What Is a Home Mortgage?
A home mortgage is a loan given by a bank, mortgage company or other financial institution for the purchase of a residence—either a primary residence, a secondary residence, or an investment residence—in contrast to a piece of commercial or industrial property. In a home mortgage, the owner of the property (the borrower) transfers the title to the lender on the condition that the title will be transferred back to the owner once the final loan payment has been made and other terms of the mortgage have been met.
Should You Buy a Home With Cash Or a Mortgage?
A home mortgage is one of the most common forms of debt, and it is also one of the most recommended. Because they are secured debt—there is an asset (the residence) acts as backing for the loan—mortgages come with lower interest rates than almost any other kind of loan an individual consumer can find.
- A home mortgage is a loan given by a bank, mortgage company or other financial institution for the purchase of a residence.
- A home mortgage will have either a fixed or floating interest rate, and a lifespan of anywhere from three to 30 years.
- The lender who extends the home mortgage retains the title to the property, which it gives to the borrower when the mortgage is paid off.
How a Home Mortgage Works
Home mortgages allow a much broader group of citizens the chance to own real estate, as the entire purchase price of the house doesn't have to be provided up front. But because the lender actually holds the title for as long as the mortgage is in effect, it has the right to foreclose one the home (seize it from the homeowner, and sell it on the open market) if the borrower can't make the payments.
A home mortgage will have either a fixed or floating interest rate, which is paid monthly along with a contribution to the principal loan amount. In a fixed-rate mortgage, the interest rate and the periodic payment are generally the same each period. In an adjustable rate home
mortgage, the interest rate and periodic payment vary. Interest rates on adjustable-rate home mortgages are generally lower than fixed-rate home mortgages because the borrower bears the risk of an increase in interest rates.
Either way, the mortgage works the same way: As the homeowner pays down the principal over time, the interest is calculated on a smaller base so that future mortgage payments apply more towards principal reduction as opposed to just paying the interest charges.
In a mortgage transaction, the lender is known as the mortgagee and the borrower is known as the mortgagor.
Getting a Home Mortgage
To obtain a mortgage, the person seeking the loan must submit an application and information about his or her financial history to a lender, which is done to demonstrate that the borrower is capable of repaying the loan. Sometimes, borrowers look to a mortgage broker for help in choosing a lender.

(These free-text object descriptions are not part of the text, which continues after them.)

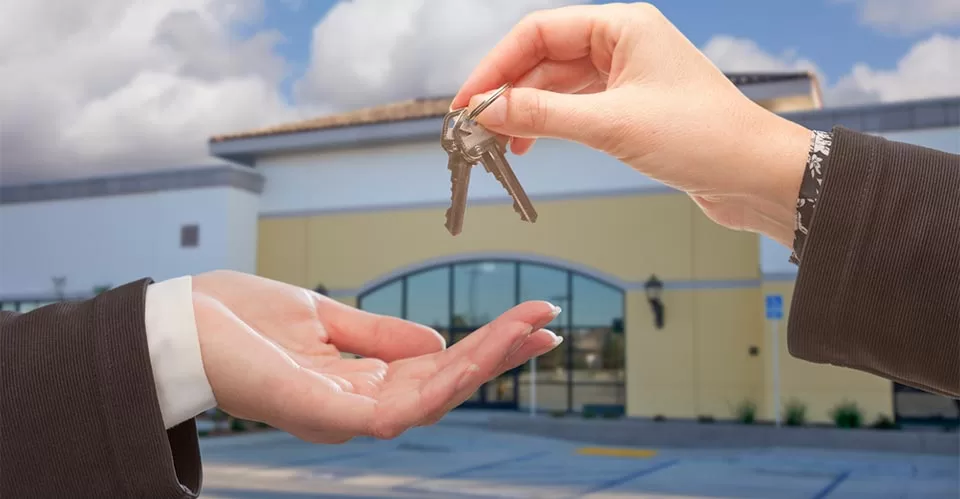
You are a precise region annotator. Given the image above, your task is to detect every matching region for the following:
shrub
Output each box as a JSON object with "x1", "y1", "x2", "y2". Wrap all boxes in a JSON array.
[
  {"x1": 549, "y1": 410, "x2": 565, "y2": 418},
  {"x1": 870, "y1": 415, "x2": 899, "y2": 430},
  {"x1": 602, "y1": 412, "x2": 621, "y2": 419},
  {"x1": 784, "y1": 399, "x2": 808, "y2": 427},
  {"x1": 697, "y1": 415, "x2": 715, "y2": 424},
  {"x1": 583, "y1": 408, "x2": 598, "y2": 419},
  {"x1": 198, "y1": 430, "x2": 209, "y2": 437},
  {"x1": 830, "y1": 400, "x2": 863, "y2": 428},
  {"x1": 230, "y1": 418, "x2": 247, "y2": 432},
  {"x1": 653, "y1": 414, "x2": 666, "y2": 422},
  {"x1": 734, "y1": 400, "x2": 757, "y2": 424}
]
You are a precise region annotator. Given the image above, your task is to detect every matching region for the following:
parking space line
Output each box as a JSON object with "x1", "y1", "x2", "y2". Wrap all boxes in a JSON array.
[
  {"x1": 811, "y1": 470, "x2": 851, "y2": 499},
  {"x1": 576, "y1": 447, "x2": 658, "y2": 458},
  {"x1": 436, "y1": 451, "x2": 550, "y2": 479},
  {"x1": 278, "y1": 449, "x2": 384, "y2": 467},
  {"x1": 390, "y1": 451, "x2": 549, "y2": 496},
  {"x1": 577, "y1": 459, "x2": 681, "y2": 496}
]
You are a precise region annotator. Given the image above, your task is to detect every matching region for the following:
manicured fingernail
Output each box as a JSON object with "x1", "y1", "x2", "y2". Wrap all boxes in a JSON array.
[
  {"x1": 456, "y1": 363, "x2": 481, "y2": 391},
  {"x1": 549, "y1": 304, "x2": 562, "y2": 317},
  {"x1": 543, "y1": 329, "x2": 563, "y2": 347},
  {"x1": 468, "y1": 92, "x2": 507, "y2": 127}
]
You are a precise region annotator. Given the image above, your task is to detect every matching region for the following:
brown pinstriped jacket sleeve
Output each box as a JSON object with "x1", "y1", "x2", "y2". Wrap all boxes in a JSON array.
[
  {"x1": 789, "y1": 126, "x2": 960, "y2": 398},
  {"x1": 0, "y1": 279, "x2": 202, "y2": 498}
]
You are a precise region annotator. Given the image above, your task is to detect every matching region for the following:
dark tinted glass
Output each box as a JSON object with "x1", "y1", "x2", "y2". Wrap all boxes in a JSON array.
[
  {"x1": 453, "y1": 261, "x2": 516, "y2": 327},
  {"x1": 406, "y1": 266, "x2": 450, "y2": 329},
  {"x1": 359, "y1": 280, "x2": 402, "y2": 318}
]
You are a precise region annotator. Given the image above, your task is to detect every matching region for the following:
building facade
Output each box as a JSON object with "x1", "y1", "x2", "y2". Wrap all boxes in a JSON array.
[{"x1": 209, "y1": 80, "x2": 956, "y2": 425}]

The process has several steps. First, borrowers might seek to be pre-qualified. Getting pre-qualified involves supplying a bank or lender with your overall financial picture, including your debt, income, and assets. The lender reviews everything and gives you an estimate of how much you can expect to borrow. Pre-qualification can be done over the phone or online, and there’s usually no cost involved.
Getting preapproved is the next step. You must complete an official mortgage application to be preapproved, and you must supply the lender with all the necessary documentation to perform an extensive check on your financial background and current credit rating.You’ll receive a conditional commitment in writing for an exact loan amount, allowing you to look for a home at or below that price level.

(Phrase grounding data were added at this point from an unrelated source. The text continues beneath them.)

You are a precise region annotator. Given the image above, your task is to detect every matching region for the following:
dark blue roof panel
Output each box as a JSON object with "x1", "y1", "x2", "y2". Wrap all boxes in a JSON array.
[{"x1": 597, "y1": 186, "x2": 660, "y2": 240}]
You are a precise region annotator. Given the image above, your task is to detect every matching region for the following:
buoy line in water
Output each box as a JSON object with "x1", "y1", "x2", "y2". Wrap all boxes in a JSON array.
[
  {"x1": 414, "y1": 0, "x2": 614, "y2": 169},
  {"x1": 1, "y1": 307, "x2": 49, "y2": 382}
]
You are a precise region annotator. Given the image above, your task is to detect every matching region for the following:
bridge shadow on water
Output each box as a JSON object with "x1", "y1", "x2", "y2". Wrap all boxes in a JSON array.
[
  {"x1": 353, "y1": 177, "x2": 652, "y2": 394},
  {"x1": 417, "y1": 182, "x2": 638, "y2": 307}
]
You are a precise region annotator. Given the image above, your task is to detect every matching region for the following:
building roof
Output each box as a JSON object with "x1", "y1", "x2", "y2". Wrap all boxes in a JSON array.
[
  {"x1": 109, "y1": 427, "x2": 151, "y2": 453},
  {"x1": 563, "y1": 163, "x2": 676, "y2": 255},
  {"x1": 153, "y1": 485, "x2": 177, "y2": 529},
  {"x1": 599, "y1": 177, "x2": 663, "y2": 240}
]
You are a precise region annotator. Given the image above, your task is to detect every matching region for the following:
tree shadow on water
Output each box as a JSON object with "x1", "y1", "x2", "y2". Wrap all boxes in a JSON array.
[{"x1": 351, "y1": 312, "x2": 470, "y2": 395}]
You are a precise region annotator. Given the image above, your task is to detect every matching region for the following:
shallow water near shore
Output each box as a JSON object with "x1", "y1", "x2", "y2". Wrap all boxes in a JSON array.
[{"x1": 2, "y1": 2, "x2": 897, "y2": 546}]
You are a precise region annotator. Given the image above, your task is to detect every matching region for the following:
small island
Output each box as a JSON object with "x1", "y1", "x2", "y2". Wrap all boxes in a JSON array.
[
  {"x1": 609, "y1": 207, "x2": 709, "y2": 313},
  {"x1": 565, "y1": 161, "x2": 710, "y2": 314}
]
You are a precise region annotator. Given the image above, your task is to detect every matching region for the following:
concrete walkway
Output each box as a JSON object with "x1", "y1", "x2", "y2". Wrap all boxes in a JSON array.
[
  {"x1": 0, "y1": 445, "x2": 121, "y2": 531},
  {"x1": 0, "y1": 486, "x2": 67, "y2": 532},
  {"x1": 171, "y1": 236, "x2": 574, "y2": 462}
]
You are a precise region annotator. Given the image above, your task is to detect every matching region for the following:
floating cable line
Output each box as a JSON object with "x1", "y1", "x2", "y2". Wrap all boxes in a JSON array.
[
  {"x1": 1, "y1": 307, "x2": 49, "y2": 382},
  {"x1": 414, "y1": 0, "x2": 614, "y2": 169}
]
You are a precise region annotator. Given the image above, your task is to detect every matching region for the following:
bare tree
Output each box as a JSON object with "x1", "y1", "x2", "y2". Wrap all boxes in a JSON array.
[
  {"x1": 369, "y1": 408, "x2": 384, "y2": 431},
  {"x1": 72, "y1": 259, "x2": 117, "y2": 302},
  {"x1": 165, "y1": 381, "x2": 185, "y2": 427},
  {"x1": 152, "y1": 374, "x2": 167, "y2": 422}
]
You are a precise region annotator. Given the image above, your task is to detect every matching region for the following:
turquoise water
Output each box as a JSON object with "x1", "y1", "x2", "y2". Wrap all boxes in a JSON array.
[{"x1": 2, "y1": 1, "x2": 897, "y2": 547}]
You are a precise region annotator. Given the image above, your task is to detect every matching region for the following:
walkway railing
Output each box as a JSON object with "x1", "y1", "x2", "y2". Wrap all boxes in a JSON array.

After you've found a residence you want, the final step in the process is a loan commitment, which is only issued by a bank when it has approved you as the borrower, as well as the home in question—meaning that the property is appraised at or above the sales price.
When the borrower and the lender have agreed on the terms of the home mortgage, the lender puts a lien on the home as collateral for the loan. This lien gives the lender the right to take possession of the house if the borrower defaults on the repayments.